2006-12-05 05:33:14 [5196] LOG:  could not rename temporary statistics file
"global/pgstat.tmp" to "global/pgstat.stat": A blocking operation was
interrupted by a call to WSACancelBlockingCall.
2006-12-05 05:33:14 [5196] LOG:  could not rename temporary statistics file
"global/pgstat.tmp" to "global/pgstat.stat": A blocking operation was
interrupted by a call to WSACancelBlockingCall.

the next file actions with pgstat take place some seconds later.

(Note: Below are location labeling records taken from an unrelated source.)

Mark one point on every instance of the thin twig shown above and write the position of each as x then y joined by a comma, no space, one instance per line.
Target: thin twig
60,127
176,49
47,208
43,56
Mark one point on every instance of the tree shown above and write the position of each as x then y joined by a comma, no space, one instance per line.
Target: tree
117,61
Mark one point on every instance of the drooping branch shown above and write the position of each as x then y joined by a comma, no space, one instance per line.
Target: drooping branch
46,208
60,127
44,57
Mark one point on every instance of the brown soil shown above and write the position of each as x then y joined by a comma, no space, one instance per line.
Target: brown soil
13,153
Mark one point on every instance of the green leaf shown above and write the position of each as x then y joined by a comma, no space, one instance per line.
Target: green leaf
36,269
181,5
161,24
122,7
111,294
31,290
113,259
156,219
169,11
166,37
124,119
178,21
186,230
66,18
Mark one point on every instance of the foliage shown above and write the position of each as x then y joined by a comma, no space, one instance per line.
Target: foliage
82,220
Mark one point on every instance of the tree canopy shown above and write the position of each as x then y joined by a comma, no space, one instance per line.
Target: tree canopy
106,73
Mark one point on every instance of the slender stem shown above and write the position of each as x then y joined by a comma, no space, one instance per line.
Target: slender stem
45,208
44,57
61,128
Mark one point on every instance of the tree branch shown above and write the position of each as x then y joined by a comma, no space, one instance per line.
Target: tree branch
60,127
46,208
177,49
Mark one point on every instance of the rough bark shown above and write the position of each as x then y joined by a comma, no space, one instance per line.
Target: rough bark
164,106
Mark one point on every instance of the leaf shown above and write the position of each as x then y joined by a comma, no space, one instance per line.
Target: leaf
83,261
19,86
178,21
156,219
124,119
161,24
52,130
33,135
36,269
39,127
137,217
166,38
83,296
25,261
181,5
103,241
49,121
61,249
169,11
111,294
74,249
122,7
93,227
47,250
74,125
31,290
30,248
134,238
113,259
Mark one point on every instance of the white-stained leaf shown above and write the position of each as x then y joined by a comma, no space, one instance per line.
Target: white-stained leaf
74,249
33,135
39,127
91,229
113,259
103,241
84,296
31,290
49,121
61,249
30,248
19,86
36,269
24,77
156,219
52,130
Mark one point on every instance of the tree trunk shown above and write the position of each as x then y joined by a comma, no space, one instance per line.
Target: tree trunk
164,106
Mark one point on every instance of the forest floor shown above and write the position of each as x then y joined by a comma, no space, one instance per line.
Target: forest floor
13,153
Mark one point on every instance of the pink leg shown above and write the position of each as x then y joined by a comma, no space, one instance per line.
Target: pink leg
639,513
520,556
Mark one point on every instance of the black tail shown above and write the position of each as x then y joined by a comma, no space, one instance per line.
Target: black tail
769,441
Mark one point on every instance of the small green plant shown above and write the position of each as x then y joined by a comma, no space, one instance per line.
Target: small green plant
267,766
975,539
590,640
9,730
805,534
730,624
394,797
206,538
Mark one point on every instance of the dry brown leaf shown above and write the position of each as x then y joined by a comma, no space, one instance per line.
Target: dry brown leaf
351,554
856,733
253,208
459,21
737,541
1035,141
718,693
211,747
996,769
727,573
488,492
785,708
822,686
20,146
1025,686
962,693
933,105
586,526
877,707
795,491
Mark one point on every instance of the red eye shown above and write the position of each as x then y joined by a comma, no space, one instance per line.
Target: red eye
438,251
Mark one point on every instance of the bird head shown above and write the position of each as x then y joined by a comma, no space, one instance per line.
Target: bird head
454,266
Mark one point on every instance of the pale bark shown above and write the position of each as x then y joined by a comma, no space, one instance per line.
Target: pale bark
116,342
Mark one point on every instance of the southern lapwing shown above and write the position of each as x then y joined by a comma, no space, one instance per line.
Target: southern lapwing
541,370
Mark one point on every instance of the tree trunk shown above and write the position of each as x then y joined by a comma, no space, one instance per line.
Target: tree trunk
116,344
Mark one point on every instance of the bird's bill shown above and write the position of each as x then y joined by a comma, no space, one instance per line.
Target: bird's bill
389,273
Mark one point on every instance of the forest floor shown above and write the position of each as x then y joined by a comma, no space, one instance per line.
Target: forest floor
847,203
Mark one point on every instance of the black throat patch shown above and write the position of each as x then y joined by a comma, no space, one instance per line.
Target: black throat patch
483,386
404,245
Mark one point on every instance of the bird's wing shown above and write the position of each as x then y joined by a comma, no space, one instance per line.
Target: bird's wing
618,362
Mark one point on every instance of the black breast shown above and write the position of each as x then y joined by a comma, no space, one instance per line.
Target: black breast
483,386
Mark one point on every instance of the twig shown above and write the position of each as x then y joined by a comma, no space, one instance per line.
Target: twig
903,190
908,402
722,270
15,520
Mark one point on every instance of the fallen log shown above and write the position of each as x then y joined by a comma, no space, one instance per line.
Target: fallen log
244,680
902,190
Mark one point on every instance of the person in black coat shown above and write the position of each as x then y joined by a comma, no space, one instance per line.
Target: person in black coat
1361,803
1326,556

more or less the same thing is happening every 2-3 seconds when the log
errors appear. there was a short pause of ~30min when this error didn't
appear, but for over 40min now it is logged every few seconds. the rc1
doesn't show this behaviour, i've just doublechecked.

- thomas

Re: fsync and semctl errors with 8.1.5/win32

From
"Thomas H."
Date:
>>> So what's holding the file open now?  It's evidently not the bgwriter.
>
>> one of the unnamed postgresql.exe processes from the connection pool:
>> postgres: db_outnow outnow 127.0.0.1(3384) idle
>
> Hm.  I would imagine that as soon as this process does something,
> the messages stop?  (It should close its file handle in response
> to a relcache flush that it will read as soon as it becomes active.)

from what i observe i would say the process dies (timeouts?) and then
bgwriter is "happy" again:

here's *all* more information i got from filemon when filtering for one of
the relation that produced the error:

http://rafb.net/paste/results/3uozHD77.html

its pid 3772 that still has a handle open, while all the others have closed
it properly after pid 2780 issued a DELETE.
the process itself has 3 threads that are in:
- postgres.exe+0x1220
- postgres.exe!pg_queue_signal+0x120
- postgres.exe!shmctl+0x80
(i can get stacktraces for all of them if usefull)

pid 3772 died at 05:55:22 (~20min after its last access to the file), and
bgwriter could finally write, and the error messages are gone.

- thomas